UK Supreme Court Rejects $13 Billion Bitcoin SV Investors' Appeal
In December 2025, the UK Supreme Court dismissed an appeal by Bitcoin Satoshi Vision (BSV) investors seeking over $13 billion in damages. The appellants, BSV Claims Limited, argued that losses resulted from the delisting of BSV tokens by major cryptocurrency exchanges such as Binance and Kraken in 2019. This delisting caused an immediate price drop and denied investors potential forgone growth.
The ruling, delivered by Justices Lord Hodge, Lord Sales, and Lady Rose, stated that the appeal did not present an arguable point of law or a question of general public importance, and thus was dismissed. Prior to this, in 2024, the Competition Appeal Tribunal had struck out claims concerning the forgone growth effect, and a May 2024 attempt to revive the case was dismissed under a market mitigation rule requiring loss mitigation by claimants.

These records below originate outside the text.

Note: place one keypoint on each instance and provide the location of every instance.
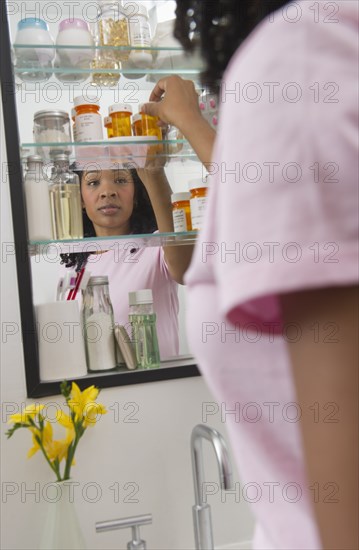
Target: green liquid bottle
(144, 331)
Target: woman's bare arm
(175, 101)
(325, 368)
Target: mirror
(20, 103)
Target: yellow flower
(55, 449)
(91, 412)
(29, 412)
(84, 406)
(45, 436)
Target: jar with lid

Bitcoin SV was launched in 2018 as a hard fork of Bitcoin Cash, aiming to restore the original Nakamoto vision, making it a separate token from Bitcoin (BTC). Market data showed that BSV's price fell more than 96% from its 2021 all-time high of $489.75, trading at around $18.37 at the time of the court decision. The token was disabled on Coinbase in 2021 following a 51% attack.
In comparison, Bitcoin (BTC) saw record highs, reaching above $126,000 in October 2025 before trading around $85,873, down roughly 32% from its peak. Additionally, in 2024, a UK court ruled that Craig Wright was not the original Bitcoin creator Satoshi Nakamoto, a development linked to the BSV ecosystem.